Prywatne laptopy mieszkańców Kalifornii mogą stać się stacjami monitorującymi trzęsienia ziemi. Amerykańscy naukowcy chcą poprosić o pomoc wolontariuszy, którzy zgodzą się zainstalować na swoich komputerach prosty program. Dzięki niemu notebooki automatycznie będą przesyłać informacje o wszystkich wstrząsach.
Niektóre laptopy wyposażone są w czujniki wstrząsów, by chronić twardy dysk przed uszkodzeniem.

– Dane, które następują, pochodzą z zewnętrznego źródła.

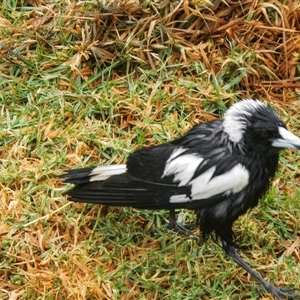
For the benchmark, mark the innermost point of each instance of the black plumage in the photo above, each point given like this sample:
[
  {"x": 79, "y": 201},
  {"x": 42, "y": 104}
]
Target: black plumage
[{"x": 220, "y": 169}]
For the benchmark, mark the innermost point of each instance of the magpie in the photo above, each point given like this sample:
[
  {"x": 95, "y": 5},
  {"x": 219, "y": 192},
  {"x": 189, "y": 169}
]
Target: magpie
[{"x": 218, "y": 169}]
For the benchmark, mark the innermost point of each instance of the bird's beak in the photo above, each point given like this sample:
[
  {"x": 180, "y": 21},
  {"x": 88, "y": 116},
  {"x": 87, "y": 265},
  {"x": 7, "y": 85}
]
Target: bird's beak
[{"x": 286, "y": 139}]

Właśnie te urządzenia chcą wykorzystywać naukowcy. Jeśli w danej chwili tylko jeden komputer wyśle raport o poruszeniu – będzie to oznaczać wyłącznie tyle, że jego właściciel właśnie go przenosi lub go upuścił. Jeśli jednak w tym samym czasie podobne raporty spłyną z kilkunastu laptopów zlokalizowanych w jednej okolicy, będzie to wyraźny sygnał, że drży ziemia.
W Kalifornii rocznie odnotowywanych jest około 10 tysięcy wstrząsów, ale niektóre są tak słabe, że ludzie nawet ich nie zauważają. Laptopy powinny. Poza wykorzystaniem domowych komputerów naukowcy chcą też poprosić mieszkańców o zainstalowanie w domach małych sejsmografów, które spięte w sieć także pozwalały na precyzyjne monitorowanie ruchów ziemi. To wszystko jest dużo tańsze niż budowanie stacji badawczych.